A deductible is the amount of money  you are responsible for paying after a claim is settled by an insurance company. For example, if you have a $1,000 deductible, you will have to pay for all health care costs until you’ve reached $1000. After that, it is your insurance company’s financial responsibility to cover additional expenses; additional co-payments and co-insurance may apply. The deductible is usually calendar based and resets annually.

Your deductible may not apply to all health care services: wellness visits, Ob/Gyn, mammograms, immunizations and most screenings.  These expenses are currently covered by your insurance regardless of whether you’ve met your deductible thanks to the ACA .  Additionally, most covered benefits of your health plan, less co-pays and co-insurance, apply to your deductible.   For example, if you have satisfied your annual deductible and visit the doctor for an illness, co-payments may apply.

Deductibles with Family Coverage

Insurance plans can cover an individual or a family. If the plan is for family coverage, the deductible can be designed as either an embedded or non-embedded deductible.

Embedded Deductibles

Embedded deductibles have two components:

  1. The individual deductibles for each family member
  2. The family deductible

 

Once a family member meets their individual deductible, future claims are the financial responsibility of the insurance company according to your plan’s coverage. usually defined in the benefit summary sheet. If only one person meets an individual deductible, the rest of the family still has to pay their deductibles. Typically, there are limits on the number of family member deductibles there are. Please refer to your company’s ACA compliant Summary Plan Description sheets which are updated annually.

Most out-of-pocket expenses incurred are applied to your deductible. Family plans are usually based on 2-3 times the individual deductible.  And individual deductibles apply to the total family deductible.  Keep in mind that after an individual satisfies his or her limit, co-insurance or co-pays typically do not apply.

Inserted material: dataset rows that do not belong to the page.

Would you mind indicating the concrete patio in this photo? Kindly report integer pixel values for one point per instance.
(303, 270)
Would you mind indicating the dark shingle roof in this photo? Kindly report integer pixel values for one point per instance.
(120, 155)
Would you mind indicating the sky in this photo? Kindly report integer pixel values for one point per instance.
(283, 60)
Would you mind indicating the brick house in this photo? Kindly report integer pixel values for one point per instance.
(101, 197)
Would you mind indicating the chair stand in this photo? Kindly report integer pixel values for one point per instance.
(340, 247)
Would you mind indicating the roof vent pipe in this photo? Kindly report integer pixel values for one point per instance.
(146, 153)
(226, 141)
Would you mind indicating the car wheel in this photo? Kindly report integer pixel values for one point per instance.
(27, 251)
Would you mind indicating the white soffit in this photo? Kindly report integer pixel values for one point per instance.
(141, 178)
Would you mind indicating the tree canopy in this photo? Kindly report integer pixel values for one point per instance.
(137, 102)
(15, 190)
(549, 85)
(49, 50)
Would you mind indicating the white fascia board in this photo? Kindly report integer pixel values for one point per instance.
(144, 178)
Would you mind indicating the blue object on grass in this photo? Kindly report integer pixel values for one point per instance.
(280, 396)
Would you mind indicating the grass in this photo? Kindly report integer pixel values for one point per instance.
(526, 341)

When the family deductible is met, all family members will have medical expenses paid according to the plan’s coverage, even if they have not met their own individual deductibles. Having an embedded deductible is most common for non-high deductible health plans (HDHP).

Non-embedded Deductibles

A non-embedded, or aggregate, deductible is simpler than an embedded deductible. With a non-embedded deductible, there is only 1 limit for all family members collectively. However, this plan treats co-pays or co-insurance the same way; they usually do not apply. It doesn’t matter if one person incurs all the expenses that meet the deductible or if two or more family members contribute toward meeting the family deductible. The non-embedded deductible is most common in consumer driven health plans.

Summary

Regardless of which type of deductible your plan uses, remember that you will need to pay that amount out-of-pocket before your insurance will start paying. Deductible charges rarely are paid at the point of service.  All claims should be submitted from the provider to the carrier so that all discounts available are applied.  Once the claim is adjudicated the insurer will pay the provider the contracted rate and send you an Explanation of Benefits (EOB) outlining your out-of-pocket.  Ultimately, it is your financial responsiblity to pay the provider.